Pour développer une offre à loyer maitrisés, vous souhaitez une grande politique de conventionnement dans le parc privé. Cet objectif fait partie des missions de l'ANAH, qui désormais n'accordera plus de subvention aux propriétaires bailleurs sans conventionnement. Mais ne surestimons pas les résultats à espérer : Là ou cela pourrait être le plus utile, dans les zones tendues, l'écart entre les loyers privés et les loyers sociaux est tel qu'il faudrait accorder aux propriétaires des aides financières démesurément élevées. Dans ce contexte, il me semble essentiel d'investir dans la création d'un parc à loyer maitrisés pérenne, géré par des bailleurs sociaux.
Je rejoins votre demande que soit produit un nombre important de logements sociaux.
L'année 2010 a été une année exceptionnelle, avec 131 500 logements sociaux financés. Ce chiffre n'avait jamais été atteint depuis 30 ans. Il intègre notamment 3000 logements vacants acquis en Ile-de-France, conformément à l'objectif que j'avais fixé l'année dernière, et qui a été atteint (puisque 3049 logements vacants ont été acquis).

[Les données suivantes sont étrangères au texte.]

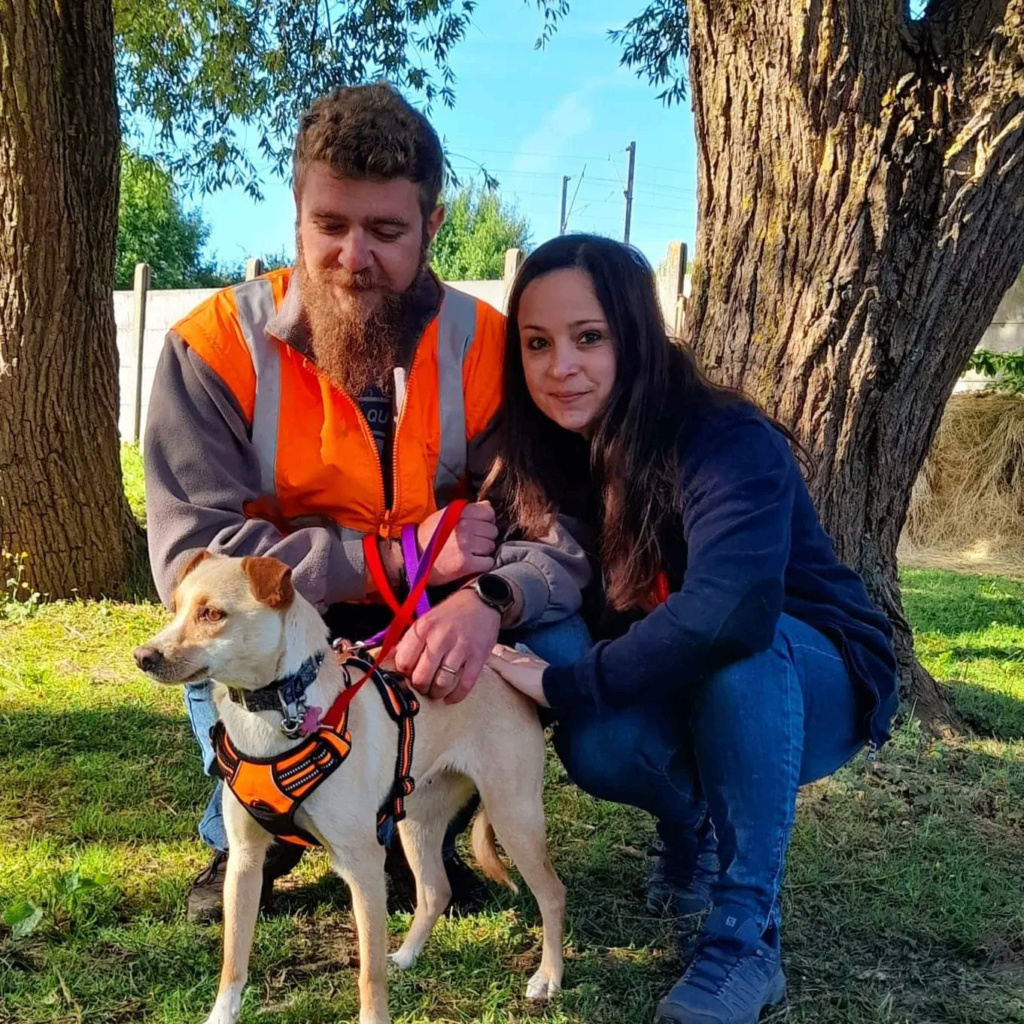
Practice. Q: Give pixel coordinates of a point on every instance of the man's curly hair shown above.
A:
(371, 132)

Au-delà du seul objectif global, deux points particulièrement positifs :
- Le logement très social PLAI connait un record : nous avons financé 26 800 logements PLAI en 2010, alors que 5000 étaient financés en moyenne entre 2000 et 2007.
Entre 2009 et 2010, l'augmentation du financement de PLAI est de 25%. Depuis le vote de la loi DALO, le nombre de PLAI n'a cessé d'augmenter d'année en année. Certes, nous développons aussi des PLS : 45 000 en 2010, ce qui est nécessaire pour maintenir une offre intermédiaire entre les loyers sociaux et le prix du marché. Si l'on ne prend en compte que les PLAI et les PLUS, on en comptait en moyenne, entre 2000 et 2004, 44 000 de financés. Aujourd'hui, nous sommes à 85 000, soit presque le double !
- L'offre nouvelle est aussi concentrée sur les territoires qui en ont le plus besoin. La volonté du gouvernement de mieux territorialiser l'offre s'est concrétisée par une augmentation sensible de la part des logements financés dans la zone A, la plus tendue. En 2008 et 2009, 25% de la production était réalisée en zone A (la zone centrale de la région parisienne et une partie de la région PACA) ; en 2010, cette part est montée à 33% et nous prévoyons pour 2011 d'atteindre les 35%.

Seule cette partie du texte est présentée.